Analytics summary

The most important analytics at a glance.

Juraj Chrappa avatar
Written by Juraj Chrappa
Updated over a week ago

Our goal is to help healing professionals gather powerful information and insights quickly and easily, so that they have even more time for connection with clients.

The analytics summary section is intended to show you your session's talking ratio, speech cadence and response time at-a-glance.

The analytics summary

  1. In your session overview, you’ll see analytics summary underneath session recording.
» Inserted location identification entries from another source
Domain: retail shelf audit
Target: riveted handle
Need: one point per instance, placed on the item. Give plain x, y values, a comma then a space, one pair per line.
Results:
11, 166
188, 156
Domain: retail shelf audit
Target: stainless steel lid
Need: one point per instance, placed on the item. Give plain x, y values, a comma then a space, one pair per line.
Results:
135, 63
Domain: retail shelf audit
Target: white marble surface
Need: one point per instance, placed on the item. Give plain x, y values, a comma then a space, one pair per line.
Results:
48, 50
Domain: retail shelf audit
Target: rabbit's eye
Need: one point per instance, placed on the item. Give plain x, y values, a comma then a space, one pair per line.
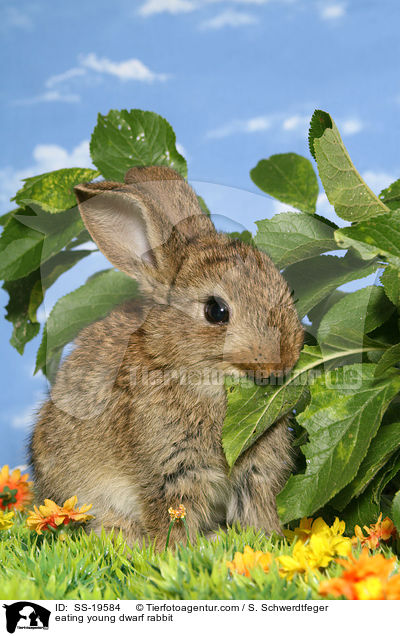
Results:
216, 310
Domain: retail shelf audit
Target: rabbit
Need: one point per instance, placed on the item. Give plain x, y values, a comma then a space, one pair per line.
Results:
134, 421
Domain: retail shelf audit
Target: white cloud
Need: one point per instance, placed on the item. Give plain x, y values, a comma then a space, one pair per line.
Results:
45, 157
48, 96
132, 69
377, 181
63, 77
351, 126
24, 418
182, 150
57, 85
228, 18
11, 17
254, 124
332, 11
151, 7
296, 122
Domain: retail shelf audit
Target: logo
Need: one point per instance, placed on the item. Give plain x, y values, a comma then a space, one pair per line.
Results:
26, 615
  2. This should be composed of talking ratio, speech cadence, and response time.

Why is it important?


Talking ratio

We define this as the talking time divided by the session time. In other words, the speaking time of the client versus the healing professional, during a single session.

Interpreting it

The talking ratio is a great way to quickly understand how long you spoke for compared to the client as a percentage of the session time. You’ll also see the absolute time too, i.e. the minutes of the session you spoke for compared to your client.
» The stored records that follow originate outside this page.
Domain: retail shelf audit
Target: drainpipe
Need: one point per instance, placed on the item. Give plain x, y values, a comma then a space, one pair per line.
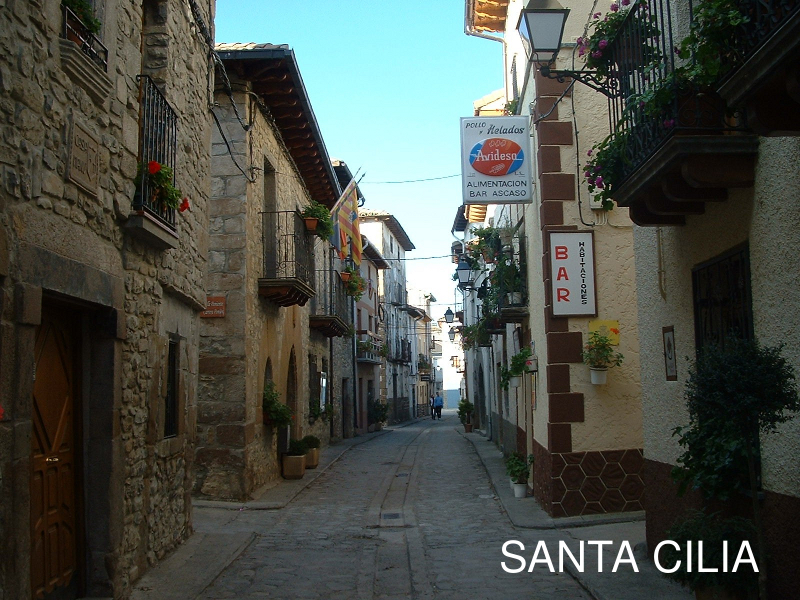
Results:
470, 30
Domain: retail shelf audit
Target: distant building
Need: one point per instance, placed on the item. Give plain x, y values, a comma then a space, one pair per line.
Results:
396, 324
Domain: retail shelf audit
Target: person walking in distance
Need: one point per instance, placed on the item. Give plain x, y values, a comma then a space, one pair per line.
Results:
438, 403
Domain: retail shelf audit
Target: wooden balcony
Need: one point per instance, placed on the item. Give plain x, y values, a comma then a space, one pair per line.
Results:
679, 144
765, 81
288, 259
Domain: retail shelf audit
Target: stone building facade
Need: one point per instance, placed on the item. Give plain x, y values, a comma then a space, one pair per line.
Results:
100, 290
275, 279
396, 330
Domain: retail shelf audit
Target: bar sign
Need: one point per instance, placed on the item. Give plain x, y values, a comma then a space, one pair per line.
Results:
215, 307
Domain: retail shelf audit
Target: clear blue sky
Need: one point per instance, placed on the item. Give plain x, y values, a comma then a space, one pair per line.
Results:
388, 82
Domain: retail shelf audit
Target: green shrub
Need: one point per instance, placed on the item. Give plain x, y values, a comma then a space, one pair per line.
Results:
312, 441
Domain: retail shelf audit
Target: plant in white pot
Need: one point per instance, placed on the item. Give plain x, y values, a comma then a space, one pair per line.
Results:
599, 355
518, 469
517, 368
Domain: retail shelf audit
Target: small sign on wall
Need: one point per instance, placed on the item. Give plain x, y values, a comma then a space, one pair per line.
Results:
215, 307
573, 289
670, 360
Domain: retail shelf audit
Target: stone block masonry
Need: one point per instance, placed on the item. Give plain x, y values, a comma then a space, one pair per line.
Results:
70, 130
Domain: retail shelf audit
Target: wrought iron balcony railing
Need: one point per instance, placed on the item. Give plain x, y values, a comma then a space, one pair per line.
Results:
764, 18
369, 349
158, 140
656, 95
74, 30
288, 259
331, 306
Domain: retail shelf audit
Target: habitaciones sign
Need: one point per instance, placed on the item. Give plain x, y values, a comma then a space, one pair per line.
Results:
572, 274
495, 166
Why this may be important: there is some evidence that in bad sessions therapists over-participated compared to their clients or acted very passively – while in good sessions, the client-therapist participation levels were more balanced. (Friedlander, 1985). Therefore a balanced percentage share may be a good thing!

It can also be connected to LSM (Language Style Matching), as clients and therapists with speaking symmetry show heightened attunement to the other (Pennebaker, 2011). Therefore, it may be one of the factors predicting the strength of a therapeutic alliance, and potentially, therapeutic success. (Borelli et al., 2019.)


Speech cadence

We define this as the number of words per minute of talking time. Speech cadence measures both the client’s and therapists’ words per minute across time, i.e. over the course of a session. You can always easily benchmark client speech cadence against your own.

Interpreting it

Average cadence is about 150 words per minute (based on English speakers in the United States) but everyone has a unique average. As above, speech cadence may reflect LSM and levels of attunement in a therapeutic relationship. Therefore, we've made it easy to benchmark your values against a client's.
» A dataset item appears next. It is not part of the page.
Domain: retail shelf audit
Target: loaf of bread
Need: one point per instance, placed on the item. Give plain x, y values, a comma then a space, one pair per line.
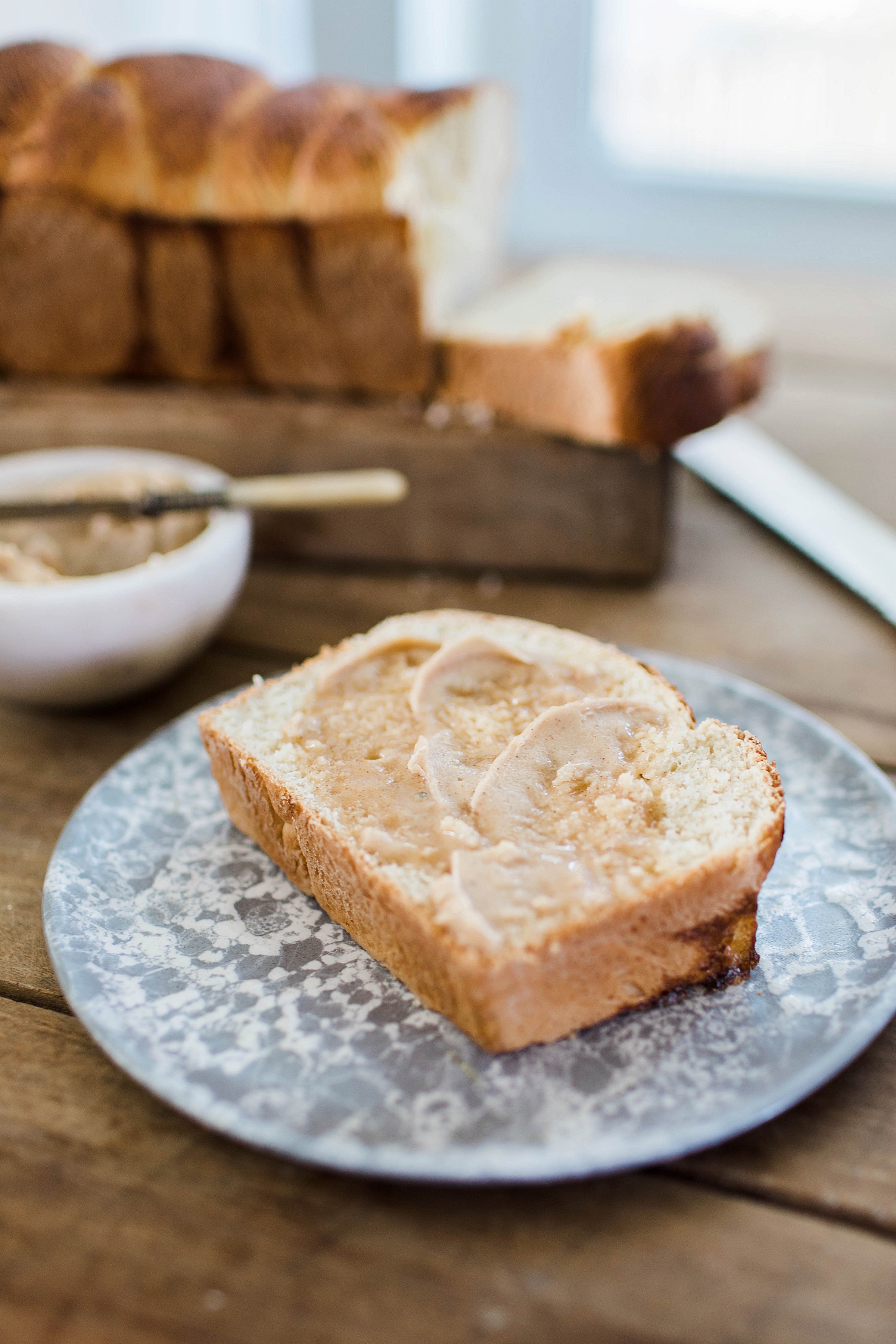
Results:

Another insight this measure may provide is potential indication of mood state changes such as in the manic or depressive states that, for example, accompany borderline disorder. (Notably: pressured speech and poverty of speech which would be visible at a glance from your analytics summary.)

Response time

The average time (in seconds) that it takes a client to respond to a healing professional’s question or statement and vice versa. In other words, this measures the time to reply or respond between therapist and client.

Interpreting it

There is some evidence that a faster response time may be more pleasing for the client, while longer time to respond may be anxiety-inducing. (Matarazzo & Wiens, 1967). A healing professional may therefore benefit from keeping an eye on their response times for each client, however, it should of course be differentiated from intentional work with silence. Potentially, there may also be a connection between therapeutic alliance and response time – however, there are many factors that go into the development of this relationship and so response time should only be seen as one constituent component.